En 2004, le Parlement adopte la loi sur la libéralisation de l’audiovisuel et, dès 2006, dix premières licences radios sont attribuées. Parmi les stations privées, Hit Radio, de Younès Boumehdi ; Atlantic, du groupe Eco-Médias ; Aswat, portée par le très médiatique Thami El Ghorfi ; et Chada FM, pilotée par le producteur Rachid Hayek.

Dans le domaine de la télévision, la libéralisation va moins vite que prévu, au grand dam de certains hommes d’affaires, dont Othman Benjelloun, qui se voyait déjà à la tête d’Al-Thalitha (La 3).
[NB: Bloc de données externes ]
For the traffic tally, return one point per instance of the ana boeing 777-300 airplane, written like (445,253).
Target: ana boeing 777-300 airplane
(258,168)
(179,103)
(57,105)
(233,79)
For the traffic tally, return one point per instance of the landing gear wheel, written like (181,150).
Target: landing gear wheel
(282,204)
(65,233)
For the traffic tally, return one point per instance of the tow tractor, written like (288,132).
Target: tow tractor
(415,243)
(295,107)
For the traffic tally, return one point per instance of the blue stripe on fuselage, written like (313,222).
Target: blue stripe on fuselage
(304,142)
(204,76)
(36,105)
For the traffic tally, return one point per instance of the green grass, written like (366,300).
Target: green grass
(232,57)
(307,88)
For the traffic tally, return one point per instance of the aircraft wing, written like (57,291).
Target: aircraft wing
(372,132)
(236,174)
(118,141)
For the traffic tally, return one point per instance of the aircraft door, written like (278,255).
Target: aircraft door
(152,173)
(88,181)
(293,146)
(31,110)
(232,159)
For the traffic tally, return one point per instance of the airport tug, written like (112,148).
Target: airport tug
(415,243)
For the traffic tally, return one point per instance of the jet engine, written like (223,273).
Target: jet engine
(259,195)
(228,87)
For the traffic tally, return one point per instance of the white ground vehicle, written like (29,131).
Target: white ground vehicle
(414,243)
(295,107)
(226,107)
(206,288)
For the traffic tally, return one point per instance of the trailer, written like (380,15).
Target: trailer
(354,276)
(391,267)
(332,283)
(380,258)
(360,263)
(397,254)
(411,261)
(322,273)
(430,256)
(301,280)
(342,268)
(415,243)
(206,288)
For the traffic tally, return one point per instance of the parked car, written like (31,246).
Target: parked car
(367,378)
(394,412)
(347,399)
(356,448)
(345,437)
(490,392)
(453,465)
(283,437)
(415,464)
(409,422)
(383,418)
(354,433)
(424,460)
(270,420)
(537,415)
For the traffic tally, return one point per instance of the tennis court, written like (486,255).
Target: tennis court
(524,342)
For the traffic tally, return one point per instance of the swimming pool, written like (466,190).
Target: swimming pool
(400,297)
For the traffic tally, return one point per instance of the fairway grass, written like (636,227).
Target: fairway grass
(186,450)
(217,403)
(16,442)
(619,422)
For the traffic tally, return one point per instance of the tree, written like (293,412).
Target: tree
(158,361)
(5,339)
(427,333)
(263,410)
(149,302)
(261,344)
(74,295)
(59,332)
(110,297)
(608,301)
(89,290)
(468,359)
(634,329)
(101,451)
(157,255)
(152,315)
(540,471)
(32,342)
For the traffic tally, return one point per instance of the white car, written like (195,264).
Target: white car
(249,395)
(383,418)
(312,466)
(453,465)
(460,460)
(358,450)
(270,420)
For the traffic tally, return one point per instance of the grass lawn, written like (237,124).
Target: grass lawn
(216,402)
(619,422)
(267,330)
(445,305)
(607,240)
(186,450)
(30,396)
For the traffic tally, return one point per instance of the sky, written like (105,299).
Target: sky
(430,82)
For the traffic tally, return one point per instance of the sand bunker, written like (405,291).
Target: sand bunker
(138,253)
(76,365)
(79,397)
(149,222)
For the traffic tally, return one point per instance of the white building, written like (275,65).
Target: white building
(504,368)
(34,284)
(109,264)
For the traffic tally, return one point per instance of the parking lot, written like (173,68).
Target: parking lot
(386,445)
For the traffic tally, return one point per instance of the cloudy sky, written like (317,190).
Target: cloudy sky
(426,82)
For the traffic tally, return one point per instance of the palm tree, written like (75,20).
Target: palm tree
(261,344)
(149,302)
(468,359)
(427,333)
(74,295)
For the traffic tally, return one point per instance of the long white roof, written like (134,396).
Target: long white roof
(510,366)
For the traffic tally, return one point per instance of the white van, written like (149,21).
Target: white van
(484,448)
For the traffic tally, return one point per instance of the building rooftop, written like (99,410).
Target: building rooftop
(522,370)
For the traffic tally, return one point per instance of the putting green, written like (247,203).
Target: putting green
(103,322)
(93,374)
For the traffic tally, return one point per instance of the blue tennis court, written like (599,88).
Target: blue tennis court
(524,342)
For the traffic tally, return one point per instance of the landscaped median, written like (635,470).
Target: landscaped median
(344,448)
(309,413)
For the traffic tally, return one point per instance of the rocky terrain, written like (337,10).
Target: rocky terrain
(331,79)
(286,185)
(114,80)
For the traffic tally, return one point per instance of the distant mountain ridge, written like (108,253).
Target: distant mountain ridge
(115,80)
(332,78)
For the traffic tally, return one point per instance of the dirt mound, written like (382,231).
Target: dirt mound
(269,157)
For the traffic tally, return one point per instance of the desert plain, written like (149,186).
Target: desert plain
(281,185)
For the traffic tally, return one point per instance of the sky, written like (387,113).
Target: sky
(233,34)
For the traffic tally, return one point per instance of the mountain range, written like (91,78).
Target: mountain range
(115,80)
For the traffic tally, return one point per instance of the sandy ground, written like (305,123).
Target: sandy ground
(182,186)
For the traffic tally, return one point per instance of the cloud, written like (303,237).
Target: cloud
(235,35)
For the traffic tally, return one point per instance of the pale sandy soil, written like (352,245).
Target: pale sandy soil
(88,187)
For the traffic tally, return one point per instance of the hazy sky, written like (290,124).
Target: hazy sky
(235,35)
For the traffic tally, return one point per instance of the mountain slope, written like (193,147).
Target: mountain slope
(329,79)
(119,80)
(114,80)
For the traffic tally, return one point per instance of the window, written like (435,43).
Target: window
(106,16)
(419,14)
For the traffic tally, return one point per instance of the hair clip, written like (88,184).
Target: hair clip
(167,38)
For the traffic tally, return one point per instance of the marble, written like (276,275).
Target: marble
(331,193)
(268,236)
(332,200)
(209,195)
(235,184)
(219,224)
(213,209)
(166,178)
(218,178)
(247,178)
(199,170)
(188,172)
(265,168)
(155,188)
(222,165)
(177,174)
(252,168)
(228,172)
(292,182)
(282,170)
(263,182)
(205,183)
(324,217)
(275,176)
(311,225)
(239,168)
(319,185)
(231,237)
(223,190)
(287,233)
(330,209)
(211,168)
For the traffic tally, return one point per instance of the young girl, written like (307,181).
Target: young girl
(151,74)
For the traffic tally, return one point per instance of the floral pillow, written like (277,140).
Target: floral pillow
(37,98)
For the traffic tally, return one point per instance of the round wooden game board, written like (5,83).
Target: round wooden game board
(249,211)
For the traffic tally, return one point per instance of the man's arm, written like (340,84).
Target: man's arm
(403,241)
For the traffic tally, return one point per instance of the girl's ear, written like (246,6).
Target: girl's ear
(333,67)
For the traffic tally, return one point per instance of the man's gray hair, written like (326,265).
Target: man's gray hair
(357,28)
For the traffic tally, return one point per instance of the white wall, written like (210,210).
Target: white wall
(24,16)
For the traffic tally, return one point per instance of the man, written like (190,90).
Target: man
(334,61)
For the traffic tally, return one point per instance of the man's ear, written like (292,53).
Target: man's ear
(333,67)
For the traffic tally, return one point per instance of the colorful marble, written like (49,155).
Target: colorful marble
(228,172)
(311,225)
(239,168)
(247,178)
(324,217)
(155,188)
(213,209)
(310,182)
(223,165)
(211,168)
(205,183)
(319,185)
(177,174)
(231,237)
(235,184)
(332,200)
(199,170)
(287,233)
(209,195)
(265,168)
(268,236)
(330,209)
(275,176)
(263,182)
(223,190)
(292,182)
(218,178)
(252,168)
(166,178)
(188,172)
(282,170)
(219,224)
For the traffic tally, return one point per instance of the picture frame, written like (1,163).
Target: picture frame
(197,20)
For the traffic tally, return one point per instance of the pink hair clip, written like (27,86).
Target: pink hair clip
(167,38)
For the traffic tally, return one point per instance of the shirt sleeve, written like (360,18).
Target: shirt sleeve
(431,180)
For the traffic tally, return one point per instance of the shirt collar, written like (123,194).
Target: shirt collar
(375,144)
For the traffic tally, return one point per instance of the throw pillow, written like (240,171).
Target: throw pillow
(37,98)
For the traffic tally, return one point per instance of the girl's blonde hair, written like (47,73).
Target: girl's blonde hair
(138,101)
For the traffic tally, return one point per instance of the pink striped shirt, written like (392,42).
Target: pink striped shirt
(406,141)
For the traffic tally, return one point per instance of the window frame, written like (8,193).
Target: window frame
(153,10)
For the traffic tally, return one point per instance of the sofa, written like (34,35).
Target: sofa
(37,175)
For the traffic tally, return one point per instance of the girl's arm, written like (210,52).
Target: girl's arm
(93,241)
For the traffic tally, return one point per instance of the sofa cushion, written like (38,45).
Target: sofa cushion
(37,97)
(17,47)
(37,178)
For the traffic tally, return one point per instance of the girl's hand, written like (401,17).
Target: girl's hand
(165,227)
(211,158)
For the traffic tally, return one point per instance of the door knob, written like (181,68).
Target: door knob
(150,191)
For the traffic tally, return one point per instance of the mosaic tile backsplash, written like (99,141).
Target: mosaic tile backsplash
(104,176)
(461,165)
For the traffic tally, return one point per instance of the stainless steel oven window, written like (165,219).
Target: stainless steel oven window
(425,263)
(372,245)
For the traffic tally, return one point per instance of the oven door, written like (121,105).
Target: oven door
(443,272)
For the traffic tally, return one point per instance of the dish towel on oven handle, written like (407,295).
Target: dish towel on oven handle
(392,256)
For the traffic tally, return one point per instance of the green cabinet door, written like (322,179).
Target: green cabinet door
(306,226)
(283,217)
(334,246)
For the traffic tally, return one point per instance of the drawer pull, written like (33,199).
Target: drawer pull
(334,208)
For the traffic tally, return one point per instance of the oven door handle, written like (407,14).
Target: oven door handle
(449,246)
En 2009, la Haute Autorité de la communication audiovisuelle décide de surseoir à l’attribution de nouvelles licences, le marché de la publicité lui paraissant trop étroit pour supporter une concurrence accrue. En attendant, les Marocains ne sont pas à plaindre : outre les deux chaînes historiques, El-Oula et 2M, ils peuvent regarder Medi 1 Sat, née en 2006, et les nombreuses chaînes satellitaires arabophones ou francophones.